Tests verify the two primary wagmi states (connected vs disconnected), ensure the component clears state on disconnect, and confirm that pressing the connect button toggles the custom ConnectModal. They do not yet simulate choosing alternate addresses from AccountDropdown.

AccountDropdown Tests

Coverage ensures ENS names override shortened addresses and that multiple addresses render distinct labels. Accessibility behavior (keyboard navigation, ARIA assertions, click-outside handling) is untested today.

SelectChain Tests

Tests stub wagmi’s useConfig to return two chains and assert that clicking an item toggles selection while firing onSelectionChange. Logo fallbacks, keyboard toggling, and multi-selection sequences beyond a single chain are currently untested.

SelectToken Tests

The test suite renders all three token options and validates that clicking toggles ERC-20 while invoking the callback. Additional permutations (keyboard interaction or selecting multiple token types) are not covered.

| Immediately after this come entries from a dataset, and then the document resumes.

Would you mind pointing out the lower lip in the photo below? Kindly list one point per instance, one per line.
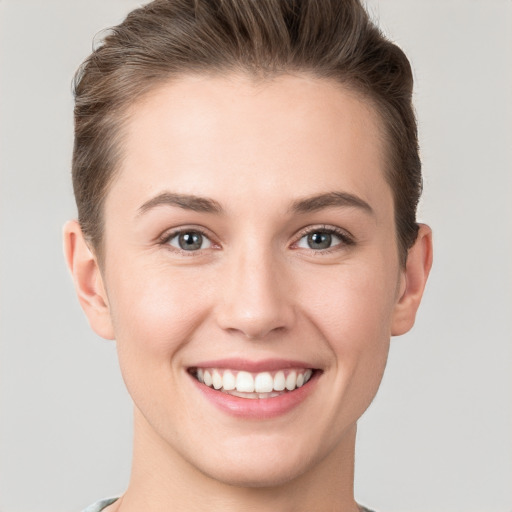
(257, 408)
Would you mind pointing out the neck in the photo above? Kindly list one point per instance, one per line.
(163, 480)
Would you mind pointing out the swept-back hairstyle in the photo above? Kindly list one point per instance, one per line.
(328, 39)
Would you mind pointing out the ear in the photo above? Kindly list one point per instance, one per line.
(413, 280)
(88, 280)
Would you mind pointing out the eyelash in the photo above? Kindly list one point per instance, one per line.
(346, 239)
(169, 235)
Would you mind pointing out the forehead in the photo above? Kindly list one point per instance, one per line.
(239, 138)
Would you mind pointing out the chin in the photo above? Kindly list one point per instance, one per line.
(261, 465)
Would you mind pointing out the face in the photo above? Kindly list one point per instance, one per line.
(250, 246)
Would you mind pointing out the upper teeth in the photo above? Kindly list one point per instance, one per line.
(245, 382)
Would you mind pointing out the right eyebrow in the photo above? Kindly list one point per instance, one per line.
(185, 201)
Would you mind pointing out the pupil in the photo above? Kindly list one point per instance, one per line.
(319, 240)
(191, 241)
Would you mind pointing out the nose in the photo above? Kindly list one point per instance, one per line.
(257, 296)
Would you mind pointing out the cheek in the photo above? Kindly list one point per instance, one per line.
(154, 314)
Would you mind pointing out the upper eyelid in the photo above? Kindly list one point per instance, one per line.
(172, 232)
(323, 227)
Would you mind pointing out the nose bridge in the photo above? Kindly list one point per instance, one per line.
(256, 297)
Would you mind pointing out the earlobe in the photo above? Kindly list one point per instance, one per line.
(88, 280)
(419, 262)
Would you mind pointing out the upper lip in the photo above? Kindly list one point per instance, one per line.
(253, 366)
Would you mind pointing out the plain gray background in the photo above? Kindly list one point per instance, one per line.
(438, 437)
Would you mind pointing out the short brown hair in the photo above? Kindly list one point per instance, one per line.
(333, 39)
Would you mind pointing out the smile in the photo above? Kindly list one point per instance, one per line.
(253, 385)
(255, 390)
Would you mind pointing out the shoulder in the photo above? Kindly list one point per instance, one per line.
(100, 505)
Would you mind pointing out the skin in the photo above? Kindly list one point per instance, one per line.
(255, 290)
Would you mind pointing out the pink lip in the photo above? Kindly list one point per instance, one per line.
(265, 365)
(258, 409)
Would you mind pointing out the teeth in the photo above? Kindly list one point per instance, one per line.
(279, 381)
(217, 379)
(229, 381)
(264, 383)
(247, 385)
(291, 381)
(245, 382)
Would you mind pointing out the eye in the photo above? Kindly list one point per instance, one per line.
(189, 240)
(322, 239)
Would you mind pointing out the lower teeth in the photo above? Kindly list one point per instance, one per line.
(241, 394)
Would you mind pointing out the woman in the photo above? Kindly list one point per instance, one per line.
(247, 176)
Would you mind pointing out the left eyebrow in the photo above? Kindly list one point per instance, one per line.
(185, 201)
(330, 199)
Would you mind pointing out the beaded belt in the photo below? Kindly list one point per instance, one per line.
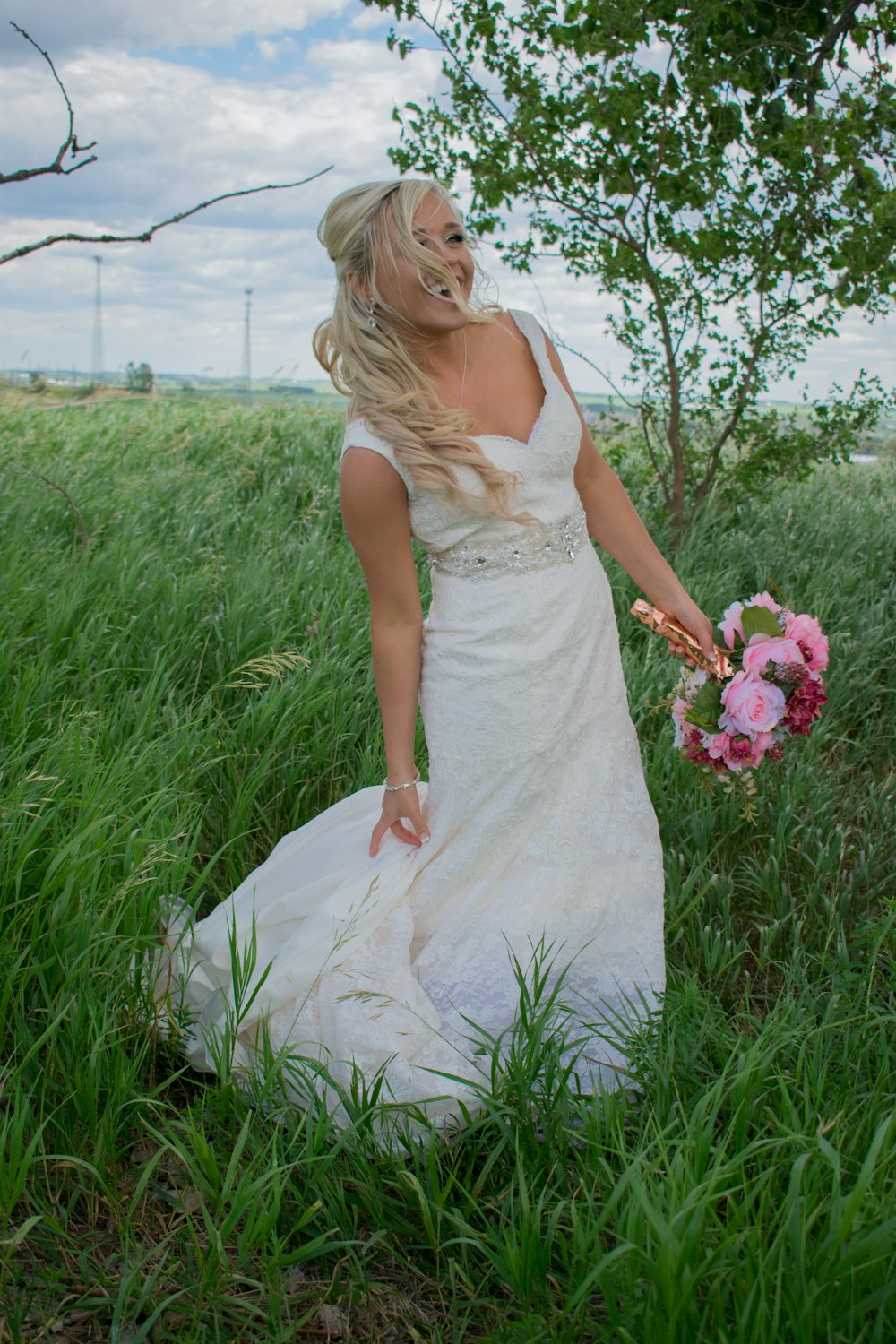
(530, 548)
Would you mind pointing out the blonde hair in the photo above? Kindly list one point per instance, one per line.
(374, 366)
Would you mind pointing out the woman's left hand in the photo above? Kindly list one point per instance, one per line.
(686, 613)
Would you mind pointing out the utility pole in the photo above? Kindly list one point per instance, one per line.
(247, 351)
(96, 357)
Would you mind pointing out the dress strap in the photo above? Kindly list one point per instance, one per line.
(359, 435)
(530, 328)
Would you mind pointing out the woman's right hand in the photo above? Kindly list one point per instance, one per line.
(400, 806)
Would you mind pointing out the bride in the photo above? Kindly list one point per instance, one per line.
(386, 938)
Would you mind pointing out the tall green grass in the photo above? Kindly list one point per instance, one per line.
(159, 731)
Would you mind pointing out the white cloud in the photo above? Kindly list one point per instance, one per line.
(274, 48)
(62, 26)
(171, 134)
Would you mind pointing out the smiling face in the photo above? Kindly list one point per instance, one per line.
(406, 287)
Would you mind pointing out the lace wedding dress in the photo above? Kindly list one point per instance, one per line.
(540, 824)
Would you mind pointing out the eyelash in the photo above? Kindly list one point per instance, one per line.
(452, 238)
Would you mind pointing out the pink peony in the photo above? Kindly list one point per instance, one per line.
(729, 624)
(804, 706)
(770, 648)
(739, 753)
(751, 704)
(806, 632)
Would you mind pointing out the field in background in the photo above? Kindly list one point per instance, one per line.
(153, 556)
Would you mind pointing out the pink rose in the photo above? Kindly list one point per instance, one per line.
(751, 704)
(770, 648)
(806, 632)
(739, 753)
(729, 624)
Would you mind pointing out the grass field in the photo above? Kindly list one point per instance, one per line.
(151, 745)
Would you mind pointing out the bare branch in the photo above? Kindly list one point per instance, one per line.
(70, 142)
(81, 527)
(148, 233)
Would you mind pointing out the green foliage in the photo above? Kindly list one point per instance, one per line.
(160, 730)
(139, 378)
(724, 172)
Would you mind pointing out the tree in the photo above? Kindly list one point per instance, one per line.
(723, 169)
(69, 158)
(140, 378)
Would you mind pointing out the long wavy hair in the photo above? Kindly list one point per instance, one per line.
(374, 365)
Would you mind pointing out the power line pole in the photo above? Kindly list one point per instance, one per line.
(96, 357)
(247, 352)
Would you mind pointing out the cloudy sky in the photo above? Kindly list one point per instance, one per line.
(190, 99)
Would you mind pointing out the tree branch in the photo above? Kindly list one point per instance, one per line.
(839, 30)
(70, 142)
(148, 233)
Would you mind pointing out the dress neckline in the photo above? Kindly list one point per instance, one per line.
(509, 438)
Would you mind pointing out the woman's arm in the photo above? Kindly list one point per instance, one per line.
(614, 523)
(374, 503)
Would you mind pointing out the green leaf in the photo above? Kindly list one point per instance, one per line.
(758, 620)
(707, 706)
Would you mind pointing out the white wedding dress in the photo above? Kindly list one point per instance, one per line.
(541, 827)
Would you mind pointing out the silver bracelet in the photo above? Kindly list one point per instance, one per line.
(397, 788)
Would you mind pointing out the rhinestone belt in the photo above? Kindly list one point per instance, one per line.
(530, 548)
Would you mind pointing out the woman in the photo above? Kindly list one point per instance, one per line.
(382, 935)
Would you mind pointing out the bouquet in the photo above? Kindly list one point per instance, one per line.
(764, 685)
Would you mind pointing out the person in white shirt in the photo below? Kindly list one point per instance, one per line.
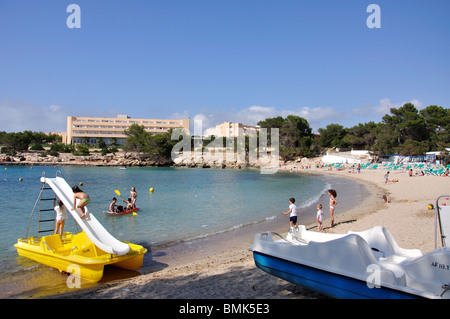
(319, 217)
(293, 213)
(61, 216)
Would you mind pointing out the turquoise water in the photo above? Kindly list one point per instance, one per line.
(186, 203)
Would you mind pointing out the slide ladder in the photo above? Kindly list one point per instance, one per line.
(90, 225)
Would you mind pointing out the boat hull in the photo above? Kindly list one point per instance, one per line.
(327, 283)
(78, 255)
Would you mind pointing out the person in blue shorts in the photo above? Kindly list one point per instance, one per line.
(293, 213)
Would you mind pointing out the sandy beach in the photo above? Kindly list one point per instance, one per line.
(223, 266)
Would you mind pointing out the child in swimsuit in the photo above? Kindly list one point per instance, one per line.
(61, 216)
(319, 217)
(133, 196)
(83, 199)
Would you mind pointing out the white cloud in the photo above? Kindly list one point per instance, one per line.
(384, 107)
(17, 116)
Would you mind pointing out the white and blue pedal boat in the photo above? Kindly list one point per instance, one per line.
(367, 264)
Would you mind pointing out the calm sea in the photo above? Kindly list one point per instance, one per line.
(185, 204)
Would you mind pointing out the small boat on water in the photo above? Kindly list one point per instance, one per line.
(367, 264)
(124, 212)
(84, 254)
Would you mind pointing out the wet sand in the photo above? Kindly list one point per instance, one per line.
(222, 266)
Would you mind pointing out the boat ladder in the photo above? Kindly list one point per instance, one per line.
(47, 213)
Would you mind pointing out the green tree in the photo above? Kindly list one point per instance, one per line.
(333, 136)
(362, 136)
(437, 120)
(407, 121)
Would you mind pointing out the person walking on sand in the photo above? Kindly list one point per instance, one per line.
(293, 213)
(333, 203)
(386, 178)
(319, 217)
(61, 216)
(84, 200)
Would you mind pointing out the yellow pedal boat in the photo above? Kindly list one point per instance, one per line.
(77, 254)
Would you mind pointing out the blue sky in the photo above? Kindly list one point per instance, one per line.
(219, 60)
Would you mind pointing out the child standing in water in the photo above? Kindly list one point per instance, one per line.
(333, 203)
(293, 213)
(133, 196)
(61, 216)
(84, 200)
(319, 217)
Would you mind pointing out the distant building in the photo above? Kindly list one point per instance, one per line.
(81, 128)
(228, 129)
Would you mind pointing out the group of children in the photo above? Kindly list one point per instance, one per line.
(319, 217)
(131, 202)
(61, 213)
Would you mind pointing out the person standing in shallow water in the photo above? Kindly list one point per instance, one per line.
(83, 200)
(333, 203)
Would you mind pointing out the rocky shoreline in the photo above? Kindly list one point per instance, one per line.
(129, 159)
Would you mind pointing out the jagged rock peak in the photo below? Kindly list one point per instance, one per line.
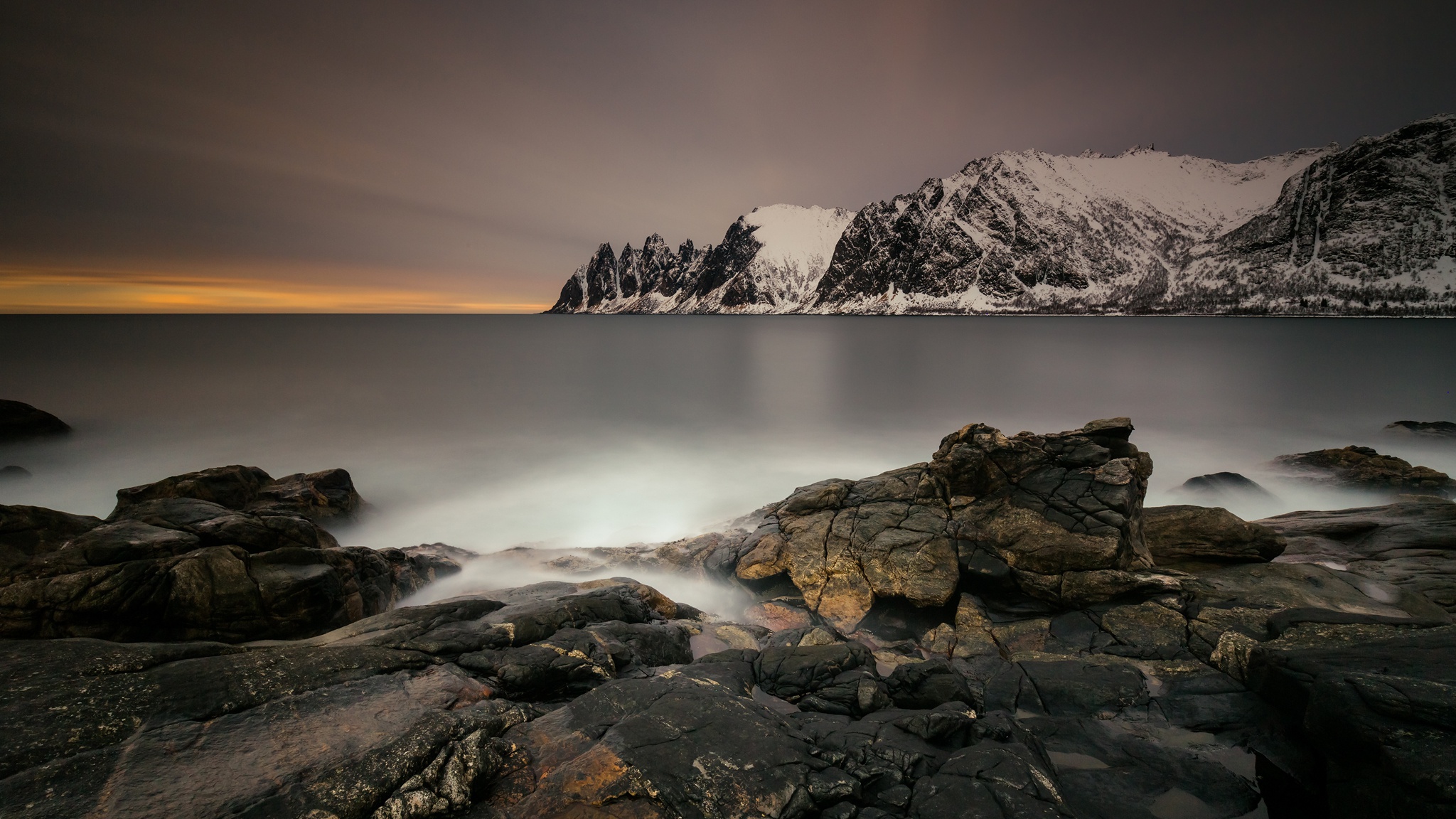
(1363, 230)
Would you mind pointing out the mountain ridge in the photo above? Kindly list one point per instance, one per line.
(1360, 230)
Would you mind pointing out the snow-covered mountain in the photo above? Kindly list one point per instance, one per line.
(1365, 230)
(771, 261)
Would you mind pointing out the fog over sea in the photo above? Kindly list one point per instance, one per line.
(490, 432)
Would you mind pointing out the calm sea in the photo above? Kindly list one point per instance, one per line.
(488, 432)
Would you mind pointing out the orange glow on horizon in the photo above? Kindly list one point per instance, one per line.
(98, 290)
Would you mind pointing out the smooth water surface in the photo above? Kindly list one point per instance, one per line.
(488, 432)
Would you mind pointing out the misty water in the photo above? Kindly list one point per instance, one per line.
(490, 432)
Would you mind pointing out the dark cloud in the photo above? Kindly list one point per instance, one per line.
(486, 148)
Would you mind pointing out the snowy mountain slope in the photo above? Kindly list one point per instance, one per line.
(1368, 229)
(1321, 230)
(769, 261)
(1029, 226)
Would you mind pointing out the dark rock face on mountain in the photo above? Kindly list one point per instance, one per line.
(1311, 232)
(1363, 469)
(21, 422)
(1435, 429)
(168, 564)
(1354, 232)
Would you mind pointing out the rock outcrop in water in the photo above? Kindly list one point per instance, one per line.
(1363, 230)
(1363, 469)
(21, 422)
(1057, 516)
(225, 554)
(943, 653)
(1433, 429)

All component tests use Testing Library for ergonomics, but they intentionally stay close to high-level behaviors; detailed accessibility or styling assertions would require additional suites.

Error Handling

The selection components implement basic error handling for common scenarios.

Wallet Connection

The SelectAccount component relies on wagmi’s built-in connection handling. Connection errors are managed by the wagmi provider and the ConnectModal component. The selection components do not implement specific error UI for connection failures, timeouts, or user rejections.

Missing Data Scenarios

Components handle edge cases such as chain logo loading errors with fallback images and empty wallet scenarios by showing the “Connect Wallet” prompt. ENS resolution failures are handled gracefully by displaying shortened addresses.

Best Practices

When working with selection components, follow these guidelines for optimal results.

Development Practices

Always provide callback functions even if not immediately used, as this ensures future extensibility. Test with multiple wallet providers to ensure compatibility. Handle edge cases like empty addresses gracefully. Use TypeScript for type safety across all components.

User Experience Guidelines

Provide immediate visual feedback for all interactions to ensure users understand their actions. Enable keyboard navigation for accessibility. Maintain selection state appropriately based on your application’s needs.

Integration Guidelines

Keep selection logic in parent components to maintain separation of concerns. Use callbacks for all state changes to ensure predictable data flow. Implement any needed validation or coordination logic in parent components. Consider implementing selection persistence in localStorage for returning users if needed.